Sino a questo momento, quindi, è prevalsa una linea attendista e temporeggiatrice che continua a mantenere aperta la linea della diplomazia e delle trattative. La Russia ha limitato lo spettro ed il raggio delle proprie attività militari e l’asse euro-atlantico ha risposto fermamente ma in maniera meno dura di quanto ci si potesse aspettare.
In ogni caso, l’ingresso russo nelle due repubbliche popolari potrebbe non essere l’ultimo passo di Mosca in Ucraina. Il Cremlino, negli ultimi anni, ci ha abituato ad una pianificazione strategica graduale e con obbiettivi progressivi basati su rapidi calcoli di opportunità. Qualora la Russia giudicasse la risposta euro-atlantica non temibile e in assenza di negoziati concreti sul dossier dell’allargamento della NATO e della neutralità dell’Ucraina, non è da escludere che le truppe russe innalzino il livello delle loro attività. Il primo obbiettivo potrebbe essere l’intera regione del Donbas. Infatti, le due repubbliche separatiste controllano attualmente 1/3 del territorio della regione ma, per Costituzione, rivendicano gli interi oblast di Donetsk e Lugansk. Quindi, laddove la Russia interpretasse la strategia di UE e Stati Uniti come debole, potrebbe alzare il tiro del proprio coinvolgimento, puntando a conquistare l’intero Donbas. In tal senso, non bisogna sottostimare il rapporto tra percezione del rischio e calcolo politico alla Casa Bianca quanto a Mosca. Nelle ultime ore, infatti, tra le due sponde dell’Atlantico ed a Kiev si teme che le unità russe possano avanzare fino alla capitale ucraina, una eventualità molto complicata per gli immensi costi politici, economici ed umani che la Russia dovrebbe affrontare, ma non escludibile a priori. In virtù di questa paura, sussiste il rischio che la conquista di tutto il Donbas possa essere interpretata dai governi occidentali come uno scenario accettabile se paragonato alla presunta presa di Kiev. In tal modo, la Russia potrebbe sentirsi autorizzata e legittimata ad aumentare la porzione di territorio sotto il controllo delle repubbliche separatiste.

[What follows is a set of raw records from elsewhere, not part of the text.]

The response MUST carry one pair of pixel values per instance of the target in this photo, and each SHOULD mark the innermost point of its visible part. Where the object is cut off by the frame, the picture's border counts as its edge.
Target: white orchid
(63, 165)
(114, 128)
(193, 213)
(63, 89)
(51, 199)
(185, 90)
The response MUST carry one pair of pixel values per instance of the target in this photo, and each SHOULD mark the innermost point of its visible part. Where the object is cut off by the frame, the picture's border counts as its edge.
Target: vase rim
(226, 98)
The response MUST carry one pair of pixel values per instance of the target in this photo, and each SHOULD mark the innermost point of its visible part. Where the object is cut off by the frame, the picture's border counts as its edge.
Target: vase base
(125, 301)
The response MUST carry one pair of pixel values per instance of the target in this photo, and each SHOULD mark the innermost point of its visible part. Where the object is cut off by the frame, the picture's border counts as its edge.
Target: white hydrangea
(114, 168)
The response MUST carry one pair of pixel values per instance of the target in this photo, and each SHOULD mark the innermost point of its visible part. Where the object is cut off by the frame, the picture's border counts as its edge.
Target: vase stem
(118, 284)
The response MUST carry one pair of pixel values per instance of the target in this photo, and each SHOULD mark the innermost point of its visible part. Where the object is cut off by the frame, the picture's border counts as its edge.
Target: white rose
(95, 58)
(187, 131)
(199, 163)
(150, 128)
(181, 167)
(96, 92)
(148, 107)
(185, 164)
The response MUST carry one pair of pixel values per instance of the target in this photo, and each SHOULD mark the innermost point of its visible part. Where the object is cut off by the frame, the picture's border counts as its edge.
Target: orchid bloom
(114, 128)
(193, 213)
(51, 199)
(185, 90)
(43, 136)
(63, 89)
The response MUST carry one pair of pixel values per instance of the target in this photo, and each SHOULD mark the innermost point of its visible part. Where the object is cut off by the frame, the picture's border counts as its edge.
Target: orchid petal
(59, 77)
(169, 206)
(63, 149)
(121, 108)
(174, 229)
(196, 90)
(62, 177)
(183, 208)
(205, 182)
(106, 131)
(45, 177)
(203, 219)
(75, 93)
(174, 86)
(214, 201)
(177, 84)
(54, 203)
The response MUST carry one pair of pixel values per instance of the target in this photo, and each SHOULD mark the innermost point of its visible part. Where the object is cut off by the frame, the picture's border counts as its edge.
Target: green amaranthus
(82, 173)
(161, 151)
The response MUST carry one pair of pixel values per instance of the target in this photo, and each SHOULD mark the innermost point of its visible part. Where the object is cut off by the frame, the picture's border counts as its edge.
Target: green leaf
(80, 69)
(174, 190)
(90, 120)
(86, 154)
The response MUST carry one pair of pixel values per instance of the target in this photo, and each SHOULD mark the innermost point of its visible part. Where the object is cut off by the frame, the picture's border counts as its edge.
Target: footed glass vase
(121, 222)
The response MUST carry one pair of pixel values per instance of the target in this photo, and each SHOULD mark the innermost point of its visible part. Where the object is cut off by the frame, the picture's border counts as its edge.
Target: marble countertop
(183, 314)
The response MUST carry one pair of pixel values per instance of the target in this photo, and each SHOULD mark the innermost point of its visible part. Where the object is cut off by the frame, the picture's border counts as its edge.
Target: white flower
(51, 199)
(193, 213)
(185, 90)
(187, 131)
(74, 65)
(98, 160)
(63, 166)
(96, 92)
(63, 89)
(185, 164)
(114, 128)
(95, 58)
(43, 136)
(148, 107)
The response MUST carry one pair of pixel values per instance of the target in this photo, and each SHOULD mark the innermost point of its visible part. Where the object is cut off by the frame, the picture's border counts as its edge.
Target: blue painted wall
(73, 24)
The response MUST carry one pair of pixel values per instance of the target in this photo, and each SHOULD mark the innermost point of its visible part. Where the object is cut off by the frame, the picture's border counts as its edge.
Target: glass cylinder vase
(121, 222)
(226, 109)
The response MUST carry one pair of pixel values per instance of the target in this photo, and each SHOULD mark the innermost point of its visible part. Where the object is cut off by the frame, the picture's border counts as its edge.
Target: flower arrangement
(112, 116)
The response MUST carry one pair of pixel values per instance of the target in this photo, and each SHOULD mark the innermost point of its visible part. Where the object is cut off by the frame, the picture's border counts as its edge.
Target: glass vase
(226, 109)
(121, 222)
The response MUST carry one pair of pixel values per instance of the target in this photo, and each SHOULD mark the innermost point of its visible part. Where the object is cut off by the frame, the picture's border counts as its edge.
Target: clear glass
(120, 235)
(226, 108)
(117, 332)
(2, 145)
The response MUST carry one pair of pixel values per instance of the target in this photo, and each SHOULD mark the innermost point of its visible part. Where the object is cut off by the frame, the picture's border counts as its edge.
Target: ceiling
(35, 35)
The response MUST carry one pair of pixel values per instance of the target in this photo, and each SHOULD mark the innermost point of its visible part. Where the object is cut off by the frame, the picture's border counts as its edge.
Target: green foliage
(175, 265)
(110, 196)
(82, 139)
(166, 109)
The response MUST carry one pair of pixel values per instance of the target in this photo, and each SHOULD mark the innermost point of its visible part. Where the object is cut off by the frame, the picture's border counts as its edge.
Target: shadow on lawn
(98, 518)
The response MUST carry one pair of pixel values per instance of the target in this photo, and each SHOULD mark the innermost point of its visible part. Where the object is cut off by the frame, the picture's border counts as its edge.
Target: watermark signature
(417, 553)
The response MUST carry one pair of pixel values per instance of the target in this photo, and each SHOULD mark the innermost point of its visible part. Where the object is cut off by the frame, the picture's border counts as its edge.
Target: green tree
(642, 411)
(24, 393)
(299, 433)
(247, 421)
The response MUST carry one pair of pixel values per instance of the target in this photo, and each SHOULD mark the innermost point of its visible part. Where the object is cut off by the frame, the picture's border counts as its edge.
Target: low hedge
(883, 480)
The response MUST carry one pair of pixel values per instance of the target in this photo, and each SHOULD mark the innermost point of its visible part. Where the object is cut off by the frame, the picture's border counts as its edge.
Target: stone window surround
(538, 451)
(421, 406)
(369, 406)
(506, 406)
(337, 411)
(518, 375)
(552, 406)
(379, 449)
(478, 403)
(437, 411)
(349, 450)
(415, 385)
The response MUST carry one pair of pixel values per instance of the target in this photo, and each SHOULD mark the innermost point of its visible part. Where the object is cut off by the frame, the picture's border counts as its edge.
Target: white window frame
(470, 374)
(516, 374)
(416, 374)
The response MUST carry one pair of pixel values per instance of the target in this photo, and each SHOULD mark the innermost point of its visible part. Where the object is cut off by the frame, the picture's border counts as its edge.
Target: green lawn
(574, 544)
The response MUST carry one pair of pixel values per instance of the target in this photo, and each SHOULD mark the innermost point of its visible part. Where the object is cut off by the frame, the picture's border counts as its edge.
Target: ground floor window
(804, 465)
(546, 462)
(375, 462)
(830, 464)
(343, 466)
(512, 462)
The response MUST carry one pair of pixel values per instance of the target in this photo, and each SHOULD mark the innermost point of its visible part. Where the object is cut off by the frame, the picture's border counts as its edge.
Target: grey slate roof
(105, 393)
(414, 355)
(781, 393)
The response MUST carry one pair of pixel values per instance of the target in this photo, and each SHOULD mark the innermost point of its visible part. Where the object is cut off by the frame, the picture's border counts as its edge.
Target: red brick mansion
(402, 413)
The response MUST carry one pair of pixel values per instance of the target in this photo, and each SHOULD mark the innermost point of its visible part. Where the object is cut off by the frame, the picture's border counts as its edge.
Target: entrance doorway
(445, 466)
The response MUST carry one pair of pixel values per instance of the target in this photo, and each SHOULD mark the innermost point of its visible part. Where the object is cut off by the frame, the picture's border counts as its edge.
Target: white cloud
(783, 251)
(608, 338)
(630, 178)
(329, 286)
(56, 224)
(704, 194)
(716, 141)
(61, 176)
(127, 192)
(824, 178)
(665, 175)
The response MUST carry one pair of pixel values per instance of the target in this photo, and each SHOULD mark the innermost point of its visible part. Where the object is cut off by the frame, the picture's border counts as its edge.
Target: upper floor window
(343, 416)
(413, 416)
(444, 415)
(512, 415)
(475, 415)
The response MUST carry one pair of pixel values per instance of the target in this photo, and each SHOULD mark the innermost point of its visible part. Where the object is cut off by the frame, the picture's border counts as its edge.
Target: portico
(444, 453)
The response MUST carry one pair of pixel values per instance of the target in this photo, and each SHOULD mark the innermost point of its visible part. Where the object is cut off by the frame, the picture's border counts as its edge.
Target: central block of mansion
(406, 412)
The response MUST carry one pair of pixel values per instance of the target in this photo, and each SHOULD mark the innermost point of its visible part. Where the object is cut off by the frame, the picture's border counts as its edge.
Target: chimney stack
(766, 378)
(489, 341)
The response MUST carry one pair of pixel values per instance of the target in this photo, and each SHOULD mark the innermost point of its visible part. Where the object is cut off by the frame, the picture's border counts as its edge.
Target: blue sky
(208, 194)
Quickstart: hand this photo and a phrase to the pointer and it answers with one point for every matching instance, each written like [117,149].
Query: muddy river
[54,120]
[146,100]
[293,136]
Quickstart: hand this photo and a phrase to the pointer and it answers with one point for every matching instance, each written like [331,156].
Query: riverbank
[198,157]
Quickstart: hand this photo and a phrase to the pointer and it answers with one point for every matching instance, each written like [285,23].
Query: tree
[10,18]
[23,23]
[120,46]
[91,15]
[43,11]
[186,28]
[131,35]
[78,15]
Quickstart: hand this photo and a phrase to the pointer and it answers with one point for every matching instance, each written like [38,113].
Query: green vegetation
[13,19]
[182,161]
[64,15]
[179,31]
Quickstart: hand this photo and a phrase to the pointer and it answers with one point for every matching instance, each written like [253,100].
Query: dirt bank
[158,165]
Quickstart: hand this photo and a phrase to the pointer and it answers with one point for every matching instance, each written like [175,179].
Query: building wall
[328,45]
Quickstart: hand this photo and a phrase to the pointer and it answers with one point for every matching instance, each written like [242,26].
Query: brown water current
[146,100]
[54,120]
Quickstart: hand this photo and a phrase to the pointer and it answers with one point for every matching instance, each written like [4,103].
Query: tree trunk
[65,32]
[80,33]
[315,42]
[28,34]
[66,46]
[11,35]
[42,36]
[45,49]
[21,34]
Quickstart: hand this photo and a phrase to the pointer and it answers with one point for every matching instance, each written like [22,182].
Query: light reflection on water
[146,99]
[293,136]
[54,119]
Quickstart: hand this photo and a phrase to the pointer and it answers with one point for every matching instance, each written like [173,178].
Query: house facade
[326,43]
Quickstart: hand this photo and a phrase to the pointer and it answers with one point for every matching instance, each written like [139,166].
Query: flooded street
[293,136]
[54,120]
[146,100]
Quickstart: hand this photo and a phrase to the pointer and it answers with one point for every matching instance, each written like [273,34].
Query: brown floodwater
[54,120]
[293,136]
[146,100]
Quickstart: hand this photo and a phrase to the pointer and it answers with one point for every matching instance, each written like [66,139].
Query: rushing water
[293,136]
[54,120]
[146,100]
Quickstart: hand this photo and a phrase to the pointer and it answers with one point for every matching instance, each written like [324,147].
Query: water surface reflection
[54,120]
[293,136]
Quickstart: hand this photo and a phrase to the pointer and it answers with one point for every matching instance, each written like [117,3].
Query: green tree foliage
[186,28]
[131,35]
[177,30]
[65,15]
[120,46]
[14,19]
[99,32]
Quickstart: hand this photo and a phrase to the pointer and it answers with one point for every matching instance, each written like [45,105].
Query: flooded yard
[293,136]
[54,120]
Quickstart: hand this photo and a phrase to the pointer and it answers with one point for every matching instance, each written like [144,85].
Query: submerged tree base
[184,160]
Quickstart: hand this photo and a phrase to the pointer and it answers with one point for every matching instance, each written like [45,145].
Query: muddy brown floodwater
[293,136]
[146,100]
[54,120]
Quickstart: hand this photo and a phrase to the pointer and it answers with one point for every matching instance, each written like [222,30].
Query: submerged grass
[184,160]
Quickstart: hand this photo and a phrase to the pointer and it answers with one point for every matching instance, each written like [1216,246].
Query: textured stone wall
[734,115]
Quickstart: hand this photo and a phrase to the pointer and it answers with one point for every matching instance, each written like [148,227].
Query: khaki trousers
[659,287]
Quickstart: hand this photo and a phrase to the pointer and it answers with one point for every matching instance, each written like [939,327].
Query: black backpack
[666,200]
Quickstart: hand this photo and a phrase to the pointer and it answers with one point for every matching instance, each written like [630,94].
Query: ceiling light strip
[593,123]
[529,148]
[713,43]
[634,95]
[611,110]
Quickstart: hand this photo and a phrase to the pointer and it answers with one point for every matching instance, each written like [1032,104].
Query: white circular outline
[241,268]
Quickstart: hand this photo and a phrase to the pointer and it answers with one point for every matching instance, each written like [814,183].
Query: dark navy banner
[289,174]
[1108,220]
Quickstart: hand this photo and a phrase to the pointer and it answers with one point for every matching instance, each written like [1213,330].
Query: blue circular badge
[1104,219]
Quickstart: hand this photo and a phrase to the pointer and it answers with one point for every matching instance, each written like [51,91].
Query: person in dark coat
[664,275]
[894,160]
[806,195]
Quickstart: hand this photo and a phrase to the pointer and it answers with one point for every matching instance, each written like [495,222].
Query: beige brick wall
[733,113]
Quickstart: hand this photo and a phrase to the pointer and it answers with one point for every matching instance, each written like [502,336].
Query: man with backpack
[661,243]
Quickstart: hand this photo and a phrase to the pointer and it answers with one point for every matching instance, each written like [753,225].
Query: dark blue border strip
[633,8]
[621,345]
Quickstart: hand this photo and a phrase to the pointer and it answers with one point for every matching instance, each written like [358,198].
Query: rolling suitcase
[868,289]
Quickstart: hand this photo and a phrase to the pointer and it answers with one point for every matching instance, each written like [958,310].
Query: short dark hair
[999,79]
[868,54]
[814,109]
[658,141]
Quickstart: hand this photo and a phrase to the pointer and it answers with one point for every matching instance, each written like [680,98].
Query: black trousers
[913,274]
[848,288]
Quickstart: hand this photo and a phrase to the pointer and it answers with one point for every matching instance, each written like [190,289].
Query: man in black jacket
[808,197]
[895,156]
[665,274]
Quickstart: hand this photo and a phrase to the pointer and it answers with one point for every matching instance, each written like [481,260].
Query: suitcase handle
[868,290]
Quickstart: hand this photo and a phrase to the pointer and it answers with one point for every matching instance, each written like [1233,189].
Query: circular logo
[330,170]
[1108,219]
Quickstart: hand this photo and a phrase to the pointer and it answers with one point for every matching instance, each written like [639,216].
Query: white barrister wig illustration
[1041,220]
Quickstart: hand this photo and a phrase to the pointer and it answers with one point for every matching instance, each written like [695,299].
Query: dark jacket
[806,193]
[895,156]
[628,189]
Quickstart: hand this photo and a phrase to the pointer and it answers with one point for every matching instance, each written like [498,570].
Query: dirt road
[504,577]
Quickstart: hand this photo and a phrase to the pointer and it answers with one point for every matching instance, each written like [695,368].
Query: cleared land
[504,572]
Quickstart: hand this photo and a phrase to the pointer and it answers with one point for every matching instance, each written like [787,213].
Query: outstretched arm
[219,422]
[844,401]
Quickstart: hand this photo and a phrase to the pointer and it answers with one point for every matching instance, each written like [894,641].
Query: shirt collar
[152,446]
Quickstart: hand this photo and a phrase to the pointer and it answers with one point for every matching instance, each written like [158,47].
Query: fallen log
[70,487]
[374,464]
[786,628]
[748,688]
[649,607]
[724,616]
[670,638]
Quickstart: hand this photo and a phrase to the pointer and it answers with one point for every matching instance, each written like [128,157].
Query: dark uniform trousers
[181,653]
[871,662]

In ultima istanza, con la crisi ucraina sembra ripetersi lo scenario delle famose “linee rosse” segnate dal Presidente Obama durante la crisi siriana e costantemente ignorate da Mosca. Anche nel caso ucraino, esiste il rischio che, in assenza di azioni forti di deterrenza e dissuasione verso l’aggressività russa, le nuove “linee rosse” tracciate dalla diplomazia risultino poco più di sterili moniti.